I feel a pressure on my hand. It’s Deacon, slipping his hand into mine. The gesture, in its adolescent simplicity, creates a rush of emotions I can’t hold back. I run out to the empty patio. There are candles everywhere from the cocktail hour, still flickering their last heated breaths. I’ve been without him for a week while he was on assignment, and now that he’s back, he’s a scary jar of emotion with a poorly threaded lid.
“Are you all right?” he asks, closing the glass door behind him.
“I’m fine, it’s just…” I’m not good at expressing myself unless
I’m angry, and I’m not angry. I’m just about everything else.
He takes me by the waist with his right arm. He’s so tall, so handsome. His body moves like a leopard on the African plain. “Tell me.”
“I don’t think we should see each other anymore.”
He smirks. He knows I’m not serious. He knows I’m broaching painful subjects by running away first.
“I’ll be more than happy to blindfold you.” He brushes his lips on my cheek. “But my eyes stay open. I want to see you beg for me later.”
“I miss you when you’re gone,” I say. “I can’t take it.”
“Ten years ago, I’d have been gone for six months at a stretch.”
When he says things like that, he reminds me of our age difference. Ten years ago, I was thirteen and he was almost thirty. I’ve never asked him what he sees in someone so young, because that would imply we have something more than a semi-casual open-hot-regular-fuck.
“Deacon, I’m sorry. I think now is a bad time, with everyone here.” I push him off me and turn away from the strip of twinkling lights that disappears into the black of the sea. “We can talk later.” I collect myself to pull him back to the glass doors.
I want to do a hundred crazy things. I want to grab a champagne bottle and down it. I want to stand on the railing and play at falling into the canyon. I want to get into my car and crash the gates. But he inspires me to be better than my impulses, and that’s why I need him.
He yanks me back. “We talk now.”
“You have guests.”
“They don’t need me. I can take you to the studio right now and knot you up and they’d be fine.” His face gets hard. He becomes the man who spent years photographing the horror of central Africa, who took pictures and walked away. The man kept behind a rock for three months while he was negotiated out. That man, like a real face behind a mask, or a mask on real face, I can’t disobey. “Talk,”
He doesn’t have to threaten me. There’s not a consequence in the world that would be stronger than his simple command. I don’t fear him. He makes me strong. He makes me dare.
“I’m not one of those girls who’s going to ask you where we are in a relationship,” I say. “Because I’m not stupid. What we have is exactly what I want. I have you when you’re here, which is most of the time. But if I want to fuck someone else, I just do it, no questions asked.”

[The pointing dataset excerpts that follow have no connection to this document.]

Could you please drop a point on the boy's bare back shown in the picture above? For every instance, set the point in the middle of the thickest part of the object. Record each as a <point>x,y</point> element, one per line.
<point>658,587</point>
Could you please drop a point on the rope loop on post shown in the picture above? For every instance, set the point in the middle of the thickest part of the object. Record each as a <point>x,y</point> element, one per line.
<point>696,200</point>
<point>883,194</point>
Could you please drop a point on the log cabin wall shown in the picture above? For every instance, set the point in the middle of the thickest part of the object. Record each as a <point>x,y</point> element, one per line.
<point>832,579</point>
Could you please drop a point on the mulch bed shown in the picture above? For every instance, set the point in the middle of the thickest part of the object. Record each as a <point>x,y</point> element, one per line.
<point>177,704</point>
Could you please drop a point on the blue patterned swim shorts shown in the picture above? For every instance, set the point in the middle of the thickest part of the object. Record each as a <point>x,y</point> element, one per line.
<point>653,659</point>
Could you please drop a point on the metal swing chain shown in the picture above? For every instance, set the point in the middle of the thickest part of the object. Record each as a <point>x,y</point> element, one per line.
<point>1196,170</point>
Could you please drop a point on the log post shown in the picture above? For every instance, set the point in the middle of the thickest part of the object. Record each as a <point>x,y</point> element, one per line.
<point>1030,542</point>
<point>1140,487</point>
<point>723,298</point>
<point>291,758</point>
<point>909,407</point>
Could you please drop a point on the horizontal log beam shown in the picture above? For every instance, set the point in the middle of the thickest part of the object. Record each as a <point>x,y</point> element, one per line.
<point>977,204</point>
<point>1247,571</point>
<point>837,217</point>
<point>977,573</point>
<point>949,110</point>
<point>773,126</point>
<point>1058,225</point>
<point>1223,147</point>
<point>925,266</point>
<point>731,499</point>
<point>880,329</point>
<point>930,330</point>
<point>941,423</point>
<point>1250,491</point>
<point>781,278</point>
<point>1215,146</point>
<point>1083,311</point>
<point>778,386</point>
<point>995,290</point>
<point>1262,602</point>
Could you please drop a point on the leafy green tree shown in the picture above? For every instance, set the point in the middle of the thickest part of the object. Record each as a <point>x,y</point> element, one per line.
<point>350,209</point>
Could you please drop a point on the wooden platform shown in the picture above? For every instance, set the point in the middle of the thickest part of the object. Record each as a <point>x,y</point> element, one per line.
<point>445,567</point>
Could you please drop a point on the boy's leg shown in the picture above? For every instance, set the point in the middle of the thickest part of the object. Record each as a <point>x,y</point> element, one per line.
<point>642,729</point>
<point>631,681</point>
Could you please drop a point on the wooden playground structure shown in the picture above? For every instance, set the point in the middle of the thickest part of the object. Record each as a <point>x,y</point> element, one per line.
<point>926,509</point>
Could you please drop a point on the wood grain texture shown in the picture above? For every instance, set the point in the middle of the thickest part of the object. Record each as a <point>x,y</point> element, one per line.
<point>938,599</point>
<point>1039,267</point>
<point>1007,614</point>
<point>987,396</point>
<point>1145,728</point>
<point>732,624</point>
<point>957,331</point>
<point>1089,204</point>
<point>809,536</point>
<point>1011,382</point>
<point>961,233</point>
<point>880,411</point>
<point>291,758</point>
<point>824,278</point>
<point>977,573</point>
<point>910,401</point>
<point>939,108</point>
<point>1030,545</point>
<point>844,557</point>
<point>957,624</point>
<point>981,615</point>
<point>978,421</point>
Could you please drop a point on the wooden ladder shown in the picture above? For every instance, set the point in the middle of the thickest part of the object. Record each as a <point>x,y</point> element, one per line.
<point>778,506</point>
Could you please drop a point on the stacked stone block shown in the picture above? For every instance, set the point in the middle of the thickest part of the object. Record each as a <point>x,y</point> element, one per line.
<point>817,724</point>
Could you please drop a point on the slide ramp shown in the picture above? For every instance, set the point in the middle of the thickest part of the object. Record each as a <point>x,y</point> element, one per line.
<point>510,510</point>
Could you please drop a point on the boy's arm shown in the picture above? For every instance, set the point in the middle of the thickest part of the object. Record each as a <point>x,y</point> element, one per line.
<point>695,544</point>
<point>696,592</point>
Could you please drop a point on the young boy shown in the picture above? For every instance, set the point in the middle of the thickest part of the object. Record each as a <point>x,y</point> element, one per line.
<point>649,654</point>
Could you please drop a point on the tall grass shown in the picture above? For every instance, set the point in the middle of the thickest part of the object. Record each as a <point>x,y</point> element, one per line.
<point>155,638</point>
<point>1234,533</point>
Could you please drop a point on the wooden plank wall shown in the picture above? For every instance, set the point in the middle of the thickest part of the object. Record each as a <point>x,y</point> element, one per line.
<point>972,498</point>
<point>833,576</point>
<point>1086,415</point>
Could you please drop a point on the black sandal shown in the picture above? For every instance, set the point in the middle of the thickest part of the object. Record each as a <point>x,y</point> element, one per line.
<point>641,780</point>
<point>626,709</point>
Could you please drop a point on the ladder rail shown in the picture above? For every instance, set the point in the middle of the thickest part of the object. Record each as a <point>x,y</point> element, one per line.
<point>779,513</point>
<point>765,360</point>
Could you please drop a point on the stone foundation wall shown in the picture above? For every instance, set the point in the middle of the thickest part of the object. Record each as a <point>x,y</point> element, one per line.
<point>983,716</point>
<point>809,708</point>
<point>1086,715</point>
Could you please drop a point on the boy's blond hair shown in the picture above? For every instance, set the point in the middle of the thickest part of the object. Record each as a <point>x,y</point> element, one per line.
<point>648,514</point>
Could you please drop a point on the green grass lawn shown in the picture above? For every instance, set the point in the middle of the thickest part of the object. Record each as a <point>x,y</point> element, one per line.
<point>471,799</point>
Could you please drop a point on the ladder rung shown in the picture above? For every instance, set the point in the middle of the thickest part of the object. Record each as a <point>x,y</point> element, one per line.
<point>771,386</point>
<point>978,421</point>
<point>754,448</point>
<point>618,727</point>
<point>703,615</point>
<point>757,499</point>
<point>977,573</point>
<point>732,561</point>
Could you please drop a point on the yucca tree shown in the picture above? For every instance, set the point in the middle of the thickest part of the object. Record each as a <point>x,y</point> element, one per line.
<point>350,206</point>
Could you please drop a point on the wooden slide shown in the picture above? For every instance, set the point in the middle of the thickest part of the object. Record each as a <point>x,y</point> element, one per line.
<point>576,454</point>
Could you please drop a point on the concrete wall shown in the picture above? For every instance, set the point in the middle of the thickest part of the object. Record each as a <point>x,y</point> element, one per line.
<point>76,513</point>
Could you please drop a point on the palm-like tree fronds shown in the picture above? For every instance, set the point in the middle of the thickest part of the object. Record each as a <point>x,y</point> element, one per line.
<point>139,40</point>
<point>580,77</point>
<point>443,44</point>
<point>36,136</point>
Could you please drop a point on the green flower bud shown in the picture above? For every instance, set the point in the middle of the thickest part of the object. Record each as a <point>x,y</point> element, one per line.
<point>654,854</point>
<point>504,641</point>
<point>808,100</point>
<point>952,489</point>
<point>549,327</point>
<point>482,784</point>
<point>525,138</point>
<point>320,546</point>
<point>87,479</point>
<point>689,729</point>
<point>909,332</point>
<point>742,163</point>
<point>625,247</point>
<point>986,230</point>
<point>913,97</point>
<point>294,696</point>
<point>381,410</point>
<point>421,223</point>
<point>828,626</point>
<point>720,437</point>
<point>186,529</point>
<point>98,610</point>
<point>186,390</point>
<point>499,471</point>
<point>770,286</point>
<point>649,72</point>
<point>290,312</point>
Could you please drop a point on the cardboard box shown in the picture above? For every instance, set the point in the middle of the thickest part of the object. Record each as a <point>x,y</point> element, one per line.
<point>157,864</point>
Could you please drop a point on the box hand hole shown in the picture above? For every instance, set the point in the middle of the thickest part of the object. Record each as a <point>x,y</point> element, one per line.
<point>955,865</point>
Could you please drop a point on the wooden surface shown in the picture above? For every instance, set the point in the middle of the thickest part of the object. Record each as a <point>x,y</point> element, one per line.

“As long as you stay fit and safe, kitten.”
“My problem is, I’m starting to feel guilty about it.”
He nods and looks down at our clasped hands. “I see.”
“That’s not the deal. We agreed. It’s all clear, and it all works. But when you picked me up tonight…” I press my lips together and look out into the sparkling black skyline. “I wanted to run into your arms. I wanted to promise you my body and soul. Forsake all others. Beg you to make a commitment. And I wanted to run the other way and get high. Call Earl. Call Amanda. Fuck anything that walked. Fly to China to search for real opium.”
“I can get you that.”
“But you won’t.”
“Never.”
“Why are we even this far?”
He laughs a little to himself then puts his eyes back on my hand. “You…” He looks back up at me, eyes lit from one side by the light through the door and the other by the candles. “I’m not a jealous man. I’ve seen too much. And you, it was always a choice to share you or not have you.”
“I know and—”
He cuts me off with a finger to my lips. “You did something to me. I was functioning, but I was in absolute despair. And you bang on my car window.” He shakes his head. “You breathed life into me again. You gave me hope that everything on this waste of a planet isn’t shit. You gave me permission to enjoy myself for the sake of it. I needed it. I needed you for that, and now, things have changed. We’d be crazy to pretend it’s the same as it was two months ago even.”
I know what he’s asking. I want to sit, just to relieve the ache in my heart that’s traveled all over my body, but I’m afraid to move.